אֲמַר לֵיהּ לְרַב פָּפָּא בְּרֵיהּ דְּרַב חָנָן – סָפְרֵיהּ: זִיל כְּתוֹב לַהּ, וּכְתוֹב בָּהּ: ״שׂוֹכֵר עֲלֵיהֶן אוֹ מַטְעָן״. אָמְרָה: לִיטְבַּע אַרְבֵּיהּ! אַטְעוֹיֵי קָא מַטְעֵית לִי! אַמְשִׁינְהוּ לְמָנֵיהּ דְּרָבָא בְּמַיָּא, וַאֲפִילּוּ הָכִי לָא אִיפְּרַק מִטִּיבְעָא.
Mishna 1
MISHNA: Si quelqu'un n'a pas écrit dans l'acte qu'il était sur son lit de mort, et qu'il s'est ensuite rétabli et a souhaité retirer le cadeau, et qu'il dit: J'étais sur mon lit de mort, et depuis que je suis guéri, je peux retirer le cadeau, mais les destinataires disent: Vous étiez en bonne santé et le cadeau ne peut pas être rétracté, le donateur doit apporter la preuve qu'il était sur son lit de mort pour pouvoir retirer le cadeau. C'est la déclaration du rabbin Meir. Et les rabbins disent: La charge de la preuve incombe au réclamant, et puisque le bien est en possession du donateur, les destinataires doivent apporter la preuve qu'ils ont le droit de le recevoir.

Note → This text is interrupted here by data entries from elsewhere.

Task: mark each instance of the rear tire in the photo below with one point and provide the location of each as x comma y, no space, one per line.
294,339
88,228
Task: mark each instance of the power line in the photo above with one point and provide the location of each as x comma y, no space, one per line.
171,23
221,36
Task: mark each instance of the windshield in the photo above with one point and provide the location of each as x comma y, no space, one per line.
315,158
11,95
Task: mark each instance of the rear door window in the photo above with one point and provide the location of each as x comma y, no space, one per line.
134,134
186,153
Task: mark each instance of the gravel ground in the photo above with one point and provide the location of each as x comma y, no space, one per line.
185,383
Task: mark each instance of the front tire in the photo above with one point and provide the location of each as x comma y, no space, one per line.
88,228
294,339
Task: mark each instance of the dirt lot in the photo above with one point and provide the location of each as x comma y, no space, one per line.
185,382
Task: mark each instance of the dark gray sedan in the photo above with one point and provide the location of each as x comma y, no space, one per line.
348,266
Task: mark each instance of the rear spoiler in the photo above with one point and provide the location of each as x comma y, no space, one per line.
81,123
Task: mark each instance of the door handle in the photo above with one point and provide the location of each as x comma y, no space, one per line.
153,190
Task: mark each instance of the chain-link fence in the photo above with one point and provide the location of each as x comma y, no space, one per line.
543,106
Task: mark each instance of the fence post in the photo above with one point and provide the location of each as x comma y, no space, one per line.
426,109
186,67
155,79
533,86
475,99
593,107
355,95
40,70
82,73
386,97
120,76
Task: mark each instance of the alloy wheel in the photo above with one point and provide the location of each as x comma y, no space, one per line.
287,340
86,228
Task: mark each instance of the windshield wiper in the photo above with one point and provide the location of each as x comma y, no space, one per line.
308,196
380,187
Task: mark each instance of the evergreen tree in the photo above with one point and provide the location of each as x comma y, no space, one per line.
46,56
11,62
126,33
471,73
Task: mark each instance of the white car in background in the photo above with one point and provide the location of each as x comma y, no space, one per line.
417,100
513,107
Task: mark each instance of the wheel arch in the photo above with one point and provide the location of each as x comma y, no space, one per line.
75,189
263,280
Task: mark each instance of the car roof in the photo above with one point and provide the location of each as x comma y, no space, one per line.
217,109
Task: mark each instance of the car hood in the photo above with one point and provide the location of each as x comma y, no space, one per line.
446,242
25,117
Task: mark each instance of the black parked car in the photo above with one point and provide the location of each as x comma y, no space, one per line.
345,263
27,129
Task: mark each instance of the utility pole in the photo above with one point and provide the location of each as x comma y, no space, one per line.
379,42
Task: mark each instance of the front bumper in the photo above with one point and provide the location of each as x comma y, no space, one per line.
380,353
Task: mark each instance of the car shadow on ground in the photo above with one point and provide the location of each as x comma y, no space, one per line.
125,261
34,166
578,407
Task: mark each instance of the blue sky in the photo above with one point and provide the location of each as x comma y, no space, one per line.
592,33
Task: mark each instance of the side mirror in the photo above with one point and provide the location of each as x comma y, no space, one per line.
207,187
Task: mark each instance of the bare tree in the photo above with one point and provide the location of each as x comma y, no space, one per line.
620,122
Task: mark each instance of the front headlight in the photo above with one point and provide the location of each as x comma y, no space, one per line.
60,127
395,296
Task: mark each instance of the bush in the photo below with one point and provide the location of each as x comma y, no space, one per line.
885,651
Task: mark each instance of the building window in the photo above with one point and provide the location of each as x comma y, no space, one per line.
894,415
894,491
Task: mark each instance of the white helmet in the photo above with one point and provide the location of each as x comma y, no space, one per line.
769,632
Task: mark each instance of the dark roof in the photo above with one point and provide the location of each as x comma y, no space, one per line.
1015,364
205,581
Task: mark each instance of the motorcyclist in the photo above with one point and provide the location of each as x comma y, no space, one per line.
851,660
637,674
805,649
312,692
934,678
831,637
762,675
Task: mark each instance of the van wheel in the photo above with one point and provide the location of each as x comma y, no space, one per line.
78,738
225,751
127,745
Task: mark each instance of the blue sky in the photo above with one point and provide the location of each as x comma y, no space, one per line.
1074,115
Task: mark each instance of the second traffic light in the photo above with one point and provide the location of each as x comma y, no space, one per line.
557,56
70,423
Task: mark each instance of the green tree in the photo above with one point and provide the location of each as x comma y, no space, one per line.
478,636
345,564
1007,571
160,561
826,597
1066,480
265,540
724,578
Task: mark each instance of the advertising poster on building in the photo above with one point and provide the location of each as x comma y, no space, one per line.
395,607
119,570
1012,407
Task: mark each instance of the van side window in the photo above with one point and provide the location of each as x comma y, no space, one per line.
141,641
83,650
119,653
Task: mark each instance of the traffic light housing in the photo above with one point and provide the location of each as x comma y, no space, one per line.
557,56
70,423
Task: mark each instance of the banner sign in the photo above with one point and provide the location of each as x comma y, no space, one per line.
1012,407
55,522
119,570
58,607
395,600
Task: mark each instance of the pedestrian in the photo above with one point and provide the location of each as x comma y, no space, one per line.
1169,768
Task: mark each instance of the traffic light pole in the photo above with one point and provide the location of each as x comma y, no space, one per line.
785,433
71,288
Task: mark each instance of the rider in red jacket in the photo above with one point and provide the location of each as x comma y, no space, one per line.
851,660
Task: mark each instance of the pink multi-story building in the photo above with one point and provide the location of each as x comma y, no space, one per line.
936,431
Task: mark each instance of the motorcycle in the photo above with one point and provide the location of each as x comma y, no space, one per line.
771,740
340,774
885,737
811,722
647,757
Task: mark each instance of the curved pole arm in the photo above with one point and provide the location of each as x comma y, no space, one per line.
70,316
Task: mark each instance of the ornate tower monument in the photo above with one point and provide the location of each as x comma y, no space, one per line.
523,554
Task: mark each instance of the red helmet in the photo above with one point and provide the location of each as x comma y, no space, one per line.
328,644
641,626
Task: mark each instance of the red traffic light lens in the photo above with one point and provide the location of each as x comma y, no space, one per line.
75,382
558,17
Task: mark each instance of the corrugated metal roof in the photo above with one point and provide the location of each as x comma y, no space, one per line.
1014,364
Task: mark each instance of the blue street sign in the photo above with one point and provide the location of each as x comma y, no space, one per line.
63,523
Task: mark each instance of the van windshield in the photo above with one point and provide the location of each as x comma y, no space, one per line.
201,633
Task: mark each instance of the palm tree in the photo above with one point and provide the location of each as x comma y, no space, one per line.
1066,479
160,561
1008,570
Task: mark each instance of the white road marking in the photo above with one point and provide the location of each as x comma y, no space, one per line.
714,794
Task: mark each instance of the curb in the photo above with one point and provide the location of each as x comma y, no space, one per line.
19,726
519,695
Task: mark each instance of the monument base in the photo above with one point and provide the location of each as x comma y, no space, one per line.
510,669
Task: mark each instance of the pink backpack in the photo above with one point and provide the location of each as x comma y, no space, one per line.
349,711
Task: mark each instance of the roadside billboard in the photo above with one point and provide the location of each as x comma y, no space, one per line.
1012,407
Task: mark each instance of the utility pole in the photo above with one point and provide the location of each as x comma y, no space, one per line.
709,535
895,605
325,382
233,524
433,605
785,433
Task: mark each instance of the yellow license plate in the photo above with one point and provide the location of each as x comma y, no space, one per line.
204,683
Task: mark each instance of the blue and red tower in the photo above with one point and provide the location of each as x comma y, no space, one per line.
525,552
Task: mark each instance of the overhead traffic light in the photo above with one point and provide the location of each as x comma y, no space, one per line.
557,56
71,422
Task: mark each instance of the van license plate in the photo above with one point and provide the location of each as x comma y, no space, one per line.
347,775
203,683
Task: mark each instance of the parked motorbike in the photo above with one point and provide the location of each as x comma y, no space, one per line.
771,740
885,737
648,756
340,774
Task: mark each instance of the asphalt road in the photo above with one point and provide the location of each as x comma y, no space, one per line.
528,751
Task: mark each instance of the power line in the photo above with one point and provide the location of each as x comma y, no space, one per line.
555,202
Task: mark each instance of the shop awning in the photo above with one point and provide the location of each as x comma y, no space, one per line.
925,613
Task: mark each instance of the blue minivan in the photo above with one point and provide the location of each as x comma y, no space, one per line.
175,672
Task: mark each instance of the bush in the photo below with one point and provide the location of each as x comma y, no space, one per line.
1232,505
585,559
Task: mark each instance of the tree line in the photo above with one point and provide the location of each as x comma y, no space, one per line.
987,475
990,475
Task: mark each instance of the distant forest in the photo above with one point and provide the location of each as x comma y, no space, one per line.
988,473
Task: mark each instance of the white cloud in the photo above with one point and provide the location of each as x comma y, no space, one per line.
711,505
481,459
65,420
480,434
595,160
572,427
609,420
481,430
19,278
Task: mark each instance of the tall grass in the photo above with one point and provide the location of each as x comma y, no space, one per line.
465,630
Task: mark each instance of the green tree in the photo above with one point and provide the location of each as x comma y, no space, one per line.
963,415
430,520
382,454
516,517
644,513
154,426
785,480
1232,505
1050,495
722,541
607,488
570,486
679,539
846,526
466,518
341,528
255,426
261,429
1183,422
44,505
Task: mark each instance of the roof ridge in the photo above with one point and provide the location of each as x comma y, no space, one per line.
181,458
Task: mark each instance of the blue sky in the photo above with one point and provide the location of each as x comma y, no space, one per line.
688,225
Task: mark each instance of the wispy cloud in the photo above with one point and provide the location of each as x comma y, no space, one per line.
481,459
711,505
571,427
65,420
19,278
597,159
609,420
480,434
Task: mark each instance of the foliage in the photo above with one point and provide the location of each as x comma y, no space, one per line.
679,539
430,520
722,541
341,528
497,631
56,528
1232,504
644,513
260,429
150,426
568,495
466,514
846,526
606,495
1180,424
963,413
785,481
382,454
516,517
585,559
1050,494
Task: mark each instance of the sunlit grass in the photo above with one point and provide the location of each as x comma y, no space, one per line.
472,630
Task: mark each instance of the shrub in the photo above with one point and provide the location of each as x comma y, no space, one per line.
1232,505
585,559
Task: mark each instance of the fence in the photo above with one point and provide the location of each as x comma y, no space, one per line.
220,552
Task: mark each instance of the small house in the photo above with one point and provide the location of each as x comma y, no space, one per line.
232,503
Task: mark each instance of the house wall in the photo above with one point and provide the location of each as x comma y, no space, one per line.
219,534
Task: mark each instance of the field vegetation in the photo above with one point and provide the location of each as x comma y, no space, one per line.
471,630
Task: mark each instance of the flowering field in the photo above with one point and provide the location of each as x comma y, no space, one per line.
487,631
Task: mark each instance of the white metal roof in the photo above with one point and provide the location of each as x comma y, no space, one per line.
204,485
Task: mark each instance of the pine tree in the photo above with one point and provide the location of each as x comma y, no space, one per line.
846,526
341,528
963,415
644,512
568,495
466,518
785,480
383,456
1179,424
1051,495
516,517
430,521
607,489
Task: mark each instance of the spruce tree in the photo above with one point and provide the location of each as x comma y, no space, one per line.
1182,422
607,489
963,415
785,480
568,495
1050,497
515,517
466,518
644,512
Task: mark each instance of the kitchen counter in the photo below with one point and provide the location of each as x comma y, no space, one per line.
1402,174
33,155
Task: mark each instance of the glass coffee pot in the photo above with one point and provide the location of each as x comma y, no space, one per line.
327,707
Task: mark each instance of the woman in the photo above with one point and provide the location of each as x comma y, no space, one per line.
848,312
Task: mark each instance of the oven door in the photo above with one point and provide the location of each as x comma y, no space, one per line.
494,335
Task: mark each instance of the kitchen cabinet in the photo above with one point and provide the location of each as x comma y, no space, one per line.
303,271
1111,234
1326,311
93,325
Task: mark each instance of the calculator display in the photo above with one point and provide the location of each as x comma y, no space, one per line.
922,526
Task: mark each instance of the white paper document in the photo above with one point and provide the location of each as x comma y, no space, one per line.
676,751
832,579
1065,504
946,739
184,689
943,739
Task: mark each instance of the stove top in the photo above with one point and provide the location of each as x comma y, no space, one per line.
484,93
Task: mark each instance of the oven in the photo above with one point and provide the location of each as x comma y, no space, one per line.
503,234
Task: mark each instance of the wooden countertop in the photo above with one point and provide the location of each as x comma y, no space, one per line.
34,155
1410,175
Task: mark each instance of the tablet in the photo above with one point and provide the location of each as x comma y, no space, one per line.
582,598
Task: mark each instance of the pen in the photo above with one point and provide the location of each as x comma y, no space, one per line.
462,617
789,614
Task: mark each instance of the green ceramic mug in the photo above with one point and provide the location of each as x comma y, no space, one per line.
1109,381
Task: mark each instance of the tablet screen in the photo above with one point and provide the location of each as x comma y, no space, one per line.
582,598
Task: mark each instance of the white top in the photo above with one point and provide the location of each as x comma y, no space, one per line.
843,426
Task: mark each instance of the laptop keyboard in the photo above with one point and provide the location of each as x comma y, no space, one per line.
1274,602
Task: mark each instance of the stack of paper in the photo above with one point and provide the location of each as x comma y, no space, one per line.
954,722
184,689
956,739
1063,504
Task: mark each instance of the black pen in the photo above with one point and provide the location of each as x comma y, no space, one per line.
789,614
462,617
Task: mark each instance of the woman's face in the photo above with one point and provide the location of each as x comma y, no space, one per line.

מַתְנִי׳ לֹא כָּתַב בָּהּ שְׁכִיב מְרַע, הוּא אוֹמֵר ״שְׁכִיב מְרַע הָיִיתִי״, וְהֵן אוֹמְרִים ״בָּרִיא הָיִיתָ״ – צָרִיךְ לְהָבִיא רְאָיָה שֶׁשְּׁכִיב מְרַע הָיָה, דִּבְרֵי רַבִּי מֵאִיר. וַחֲכָמִים אוֹמְרִים: הַמּוֹצִיא מֵחֲבֵרוֹ – עָלָיו הָרְאָיָה.(משנה)
Guémara
GEMARA: Il y avait un acte relatif à un certain don d'une personne sur son lit de mort, dans lequel il était écrit que le don était accordé lorsque le donateur était malade et couché dans son lit, mais la suite de la formule standard: Et de sa maladie il partit vers sa demeure éternelle, n'y était pas écrite. Les héritiers du donateur ont affirmé que même s’il était malade au moment de la rédaction de l’acte, il s’est rétabli par la suite et que son don n’est pas valable.
גְּמָ׳ הָהוּא מַתַּנְתָּא דַּהֲוָה כְּתִב בַּהּ: ״כַּד הֲוָה קְצִיר וּרְמֵי בְּעַרְסֵיהּ״; וְלָא כְּתַב בָּהּ: ״וּמִגּוֹ מַרְעֵיהּ אִיפְּטַר לְבֵית עוֹלָמֵיהּ״.